Dalam hal lain, penyusun melihat dari hasil penelitiannya terdapat kecenderungan untuk menggambarkan keunggulan Barat (Belanda) terhadap Timur (Indonesia), terutama masalah pendidikan. Memang perlu diakui bahwa pada awal abad 20 negara-negara Barat masih menguasai dunia dan sekarang pun masih demikian. Tetapi tidak kemudian pendidikan di negara Timur tidak baik. Ada beberapa hal yang Negara Barat unggul atas Negara Timur, akan tetapi negara Timur juga unggul atas negara Barat dalam beberapa hal.

Di samping itu perlu disadari bahwa Steenbrink tidak meneliti Islam (agama) akan tetapi masyarakat muslim (pesantren), sehingga ia tidak melakukan pendekatan ushulul fiqh, tafsir, ataupun balghah akan tetapi ia menggunakan antropologi, sosiologi, dan historis sebagai pendekatan.
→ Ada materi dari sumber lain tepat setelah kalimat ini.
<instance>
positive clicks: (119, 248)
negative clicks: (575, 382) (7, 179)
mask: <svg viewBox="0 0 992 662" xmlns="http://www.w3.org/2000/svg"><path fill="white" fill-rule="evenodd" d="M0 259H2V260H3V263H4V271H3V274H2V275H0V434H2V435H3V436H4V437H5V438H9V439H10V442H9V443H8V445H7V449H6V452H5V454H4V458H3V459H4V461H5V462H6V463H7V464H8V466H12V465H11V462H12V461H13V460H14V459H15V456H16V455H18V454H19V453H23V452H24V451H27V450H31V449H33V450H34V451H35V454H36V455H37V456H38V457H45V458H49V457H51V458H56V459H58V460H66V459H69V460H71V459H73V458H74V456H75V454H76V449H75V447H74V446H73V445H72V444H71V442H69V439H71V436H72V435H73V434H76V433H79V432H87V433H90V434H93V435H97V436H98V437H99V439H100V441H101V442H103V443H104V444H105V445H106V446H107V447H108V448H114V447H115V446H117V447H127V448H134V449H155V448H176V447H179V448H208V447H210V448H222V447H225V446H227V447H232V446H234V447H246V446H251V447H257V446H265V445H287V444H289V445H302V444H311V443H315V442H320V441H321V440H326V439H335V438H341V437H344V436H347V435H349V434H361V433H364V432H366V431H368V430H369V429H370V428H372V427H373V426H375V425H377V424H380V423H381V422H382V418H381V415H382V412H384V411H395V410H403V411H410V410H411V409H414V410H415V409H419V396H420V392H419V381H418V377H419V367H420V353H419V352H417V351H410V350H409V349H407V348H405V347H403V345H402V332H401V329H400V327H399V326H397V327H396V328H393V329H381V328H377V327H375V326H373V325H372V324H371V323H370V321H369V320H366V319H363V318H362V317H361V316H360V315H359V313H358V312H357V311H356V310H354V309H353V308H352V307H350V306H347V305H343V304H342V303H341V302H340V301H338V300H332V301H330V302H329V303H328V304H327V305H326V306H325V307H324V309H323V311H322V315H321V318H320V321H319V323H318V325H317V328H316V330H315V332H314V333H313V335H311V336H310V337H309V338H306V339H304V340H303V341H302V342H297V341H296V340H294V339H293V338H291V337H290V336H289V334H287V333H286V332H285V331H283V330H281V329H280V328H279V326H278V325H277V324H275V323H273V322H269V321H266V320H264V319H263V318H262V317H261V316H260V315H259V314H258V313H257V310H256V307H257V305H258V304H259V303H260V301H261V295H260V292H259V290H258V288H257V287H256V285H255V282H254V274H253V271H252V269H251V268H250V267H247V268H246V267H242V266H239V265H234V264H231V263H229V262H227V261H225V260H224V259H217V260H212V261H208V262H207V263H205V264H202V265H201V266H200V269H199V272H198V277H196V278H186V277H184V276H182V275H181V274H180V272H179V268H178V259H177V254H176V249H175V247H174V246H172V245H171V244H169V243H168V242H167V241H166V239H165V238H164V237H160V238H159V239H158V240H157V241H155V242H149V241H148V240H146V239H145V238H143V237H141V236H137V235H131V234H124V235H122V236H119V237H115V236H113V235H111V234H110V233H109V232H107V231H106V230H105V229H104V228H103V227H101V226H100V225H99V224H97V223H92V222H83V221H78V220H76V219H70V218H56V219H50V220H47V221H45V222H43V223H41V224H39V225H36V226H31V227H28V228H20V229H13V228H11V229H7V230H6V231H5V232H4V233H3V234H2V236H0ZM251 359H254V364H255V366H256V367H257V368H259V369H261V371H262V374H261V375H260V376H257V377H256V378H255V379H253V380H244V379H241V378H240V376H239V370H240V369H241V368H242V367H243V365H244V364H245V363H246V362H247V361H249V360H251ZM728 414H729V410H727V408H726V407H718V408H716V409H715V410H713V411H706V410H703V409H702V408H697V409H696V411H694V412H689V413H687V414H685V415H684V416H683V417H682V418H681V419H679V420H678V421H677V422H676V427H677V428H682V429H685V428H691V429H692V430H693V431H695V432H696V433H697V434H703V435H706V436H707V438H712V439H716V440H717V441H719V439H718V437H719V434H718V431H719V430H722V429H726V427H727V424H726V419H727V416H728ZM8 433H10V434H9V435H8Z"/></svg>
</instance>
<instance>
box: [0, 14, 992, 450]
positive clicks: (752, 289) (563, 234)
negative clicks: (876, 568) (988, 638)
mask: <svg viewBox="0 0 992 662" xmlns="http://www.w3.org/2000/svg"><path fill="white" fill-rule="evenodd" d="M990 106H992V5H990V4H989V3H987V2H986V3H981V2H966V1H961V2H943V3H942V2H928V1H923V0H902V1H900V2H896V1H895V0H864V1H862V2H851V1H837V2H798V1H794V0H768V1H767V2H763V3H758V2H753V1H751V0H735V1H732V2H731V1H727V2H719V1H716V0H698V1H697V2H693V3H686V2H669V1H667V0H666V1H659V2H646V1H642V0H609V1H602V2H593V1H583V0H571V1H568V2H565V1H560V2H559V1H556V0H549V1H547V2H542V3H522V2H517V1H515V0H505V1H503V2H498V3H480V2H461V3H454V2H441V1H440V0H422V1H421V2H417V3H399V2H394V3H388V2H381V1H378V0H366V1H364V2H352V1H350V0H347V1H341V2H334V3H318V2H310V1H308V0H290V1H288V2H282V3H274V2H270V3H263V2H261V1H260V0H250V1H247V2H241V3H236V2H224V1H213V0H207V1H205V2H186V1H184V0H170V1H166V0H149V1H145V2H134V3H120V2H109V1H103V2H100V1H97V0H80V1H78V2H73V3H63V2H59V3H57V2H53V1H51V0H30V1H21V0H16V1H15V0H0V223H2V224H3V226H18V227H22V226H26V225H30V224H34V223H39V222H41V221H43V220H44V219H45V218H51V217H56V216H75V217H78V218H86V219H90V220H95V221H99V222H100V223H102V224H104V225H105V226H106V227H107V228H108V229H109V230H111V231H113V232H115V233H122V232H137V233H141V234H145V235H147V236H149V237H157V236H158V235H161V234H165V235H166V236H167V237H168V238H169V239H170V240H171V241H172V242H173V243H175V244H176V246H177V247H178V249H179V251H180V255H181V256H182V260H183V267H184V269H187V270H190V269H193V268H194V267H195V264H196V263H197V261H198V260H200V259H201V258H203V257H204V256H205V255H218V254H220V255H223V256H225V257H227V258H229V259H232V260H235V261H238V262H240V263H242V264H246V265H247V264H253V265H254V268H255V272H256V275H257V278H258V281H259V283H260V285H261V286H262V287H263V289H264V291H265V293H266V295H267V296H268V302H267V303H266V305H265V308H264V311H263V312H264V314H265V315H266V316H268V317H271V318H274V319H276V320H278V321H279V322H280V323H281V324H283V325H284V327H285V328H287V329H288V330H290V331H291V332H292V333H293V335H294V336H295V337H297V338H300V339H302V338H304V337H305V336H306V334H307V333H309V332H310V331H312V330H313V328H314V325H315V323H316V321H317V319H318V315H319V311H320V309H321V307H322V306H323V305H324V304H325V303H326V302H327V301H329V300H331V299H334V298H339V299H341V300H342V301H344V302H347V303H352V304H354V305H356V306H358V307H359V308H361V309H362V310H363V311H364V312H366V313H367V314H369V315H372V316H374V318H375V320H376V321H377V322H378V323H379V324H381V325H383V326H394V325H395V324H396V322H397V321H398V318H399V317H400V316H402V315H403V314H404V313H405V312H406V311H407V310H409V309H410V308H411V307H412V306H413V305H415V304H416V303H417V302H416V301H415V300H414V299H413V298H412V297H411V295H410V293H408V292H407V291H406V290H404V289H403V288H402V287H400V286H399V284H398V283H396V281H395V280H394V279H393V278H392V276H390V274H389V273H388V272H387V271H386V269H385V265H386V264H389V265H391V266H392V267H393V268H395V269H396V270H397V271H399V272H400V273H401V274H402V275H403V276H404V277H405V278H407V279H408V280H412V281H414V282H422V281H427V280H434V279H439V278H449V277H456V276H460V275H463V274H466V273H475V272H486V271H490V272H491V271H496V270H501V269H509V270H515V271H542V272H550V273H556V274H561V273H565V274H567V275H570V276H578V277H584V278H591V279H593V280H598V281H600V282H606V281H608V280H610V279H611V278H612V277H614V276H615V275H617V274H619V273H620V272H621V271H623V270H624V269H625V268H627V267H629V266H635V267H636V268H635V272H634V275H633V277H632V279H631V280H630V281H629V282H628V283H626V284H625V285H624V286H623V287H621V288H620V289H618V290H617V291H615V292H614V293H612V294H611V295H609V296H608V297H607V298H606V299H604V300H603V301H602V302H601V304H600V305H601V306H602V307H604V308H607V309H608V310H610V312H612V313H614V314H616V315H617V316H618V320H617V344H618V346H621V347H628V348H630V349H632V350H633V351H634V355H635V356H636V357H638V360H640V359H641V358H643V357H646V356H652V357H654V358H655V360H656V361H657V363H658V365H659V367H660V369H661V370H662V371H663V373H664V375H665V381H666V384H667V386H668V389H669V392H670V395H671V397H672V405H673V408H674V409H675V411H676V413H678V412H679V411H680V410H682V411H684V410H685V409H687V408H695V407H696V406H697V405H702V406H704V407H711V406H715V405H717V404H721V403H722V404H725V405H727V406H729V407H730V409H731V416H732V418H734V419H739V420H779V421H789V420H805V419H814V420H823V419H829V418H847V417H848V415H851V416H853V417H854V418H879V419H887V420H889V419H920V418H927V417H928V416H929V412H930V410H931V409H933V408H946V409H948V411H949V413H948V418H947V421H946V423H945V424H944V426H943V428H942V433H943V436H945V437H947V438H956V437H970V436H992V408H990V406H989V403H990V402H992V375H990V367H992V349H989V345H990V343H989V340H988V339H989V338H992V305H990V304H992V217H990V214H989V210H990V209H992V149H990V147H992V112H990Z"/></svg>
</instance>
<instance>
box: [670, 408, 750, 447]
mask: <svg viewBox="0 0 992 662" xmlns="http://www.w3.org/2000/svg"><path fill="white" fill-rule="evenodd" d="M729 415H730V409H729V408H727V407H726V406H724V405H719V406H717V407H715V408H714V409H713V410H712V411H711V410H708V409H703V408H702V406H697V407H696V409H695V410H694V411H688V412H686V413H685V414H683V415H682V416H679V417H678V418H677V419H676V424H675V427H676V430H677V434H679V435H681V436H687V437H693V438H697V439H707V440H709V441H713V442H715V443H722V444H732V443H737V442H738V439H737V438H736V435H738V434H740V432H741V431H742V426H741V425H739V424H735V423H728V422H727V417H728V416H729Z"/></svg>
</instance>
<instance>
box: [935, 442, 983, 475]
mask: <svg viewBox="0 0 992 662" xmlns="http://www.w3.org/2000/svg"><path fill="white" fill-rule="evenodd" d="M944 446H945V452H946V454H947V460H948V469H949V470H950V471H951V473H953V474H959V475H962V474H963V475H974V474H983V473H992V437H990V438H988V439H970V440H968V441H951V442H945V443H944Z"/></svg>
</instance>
Selain Karel A. Steenbrink, hal senada juga dengan pendapat Nurcholish Madjid (1997)[7]. Nurcholish[8] menjelaskan bahwa pesantren sudah ada sejak masa kekuasaan Hindu-Buddha sehingga Islam tinggal meneruskan dan mengislamkan lembaga pendidikan yang sudah ada itu.

 Pendapat kedua

Pendapat yang kedua, pesantren berakar pada tradisi Islam. Bahwa pesantren didirikan pertama kali oleh Sunan Gresik atau Maulana Malik Ibrahim, seperti yang diungkapkan dalam buku Konsep Pendidikan Formal Islam, yang merupakan disertasi Dedeng Rosyidin[9] (2009: 159),[10] beliau mengutip Wahjoetomo, istilah pesantren adalah sebuah lembaga pendidikan dan pengembangan ajaran Islam. Pengembangan Islam di Tanah Air (khususnya di Jawa) dimulai dan dibawa oleh Wali Songo, maka model pesantren di pulau Jawa juga mulai berdiri dan berkembang bersamaan dengan zaman Wali Songo. Karena itu, tidak berlebihan jika dikatakan bahwa pondok pesantren yang pertama didirikan adalah pondok pesantren yang didirikan oleh Syekh Maulana Malik Ibrahim atau Syekh Maulana Maghribi. Ini karena Syekh Maulana Malik Ibrahim- yang wafat pada 12 Rabi’ul Awal 822 H bertepatan dengan 8 April 1419 M dan dikenal juga sebagai Sunan Gresik adalah orang yang pertama dari sembilan wali yang terkenal dalam penyebaran Islam di Jawa.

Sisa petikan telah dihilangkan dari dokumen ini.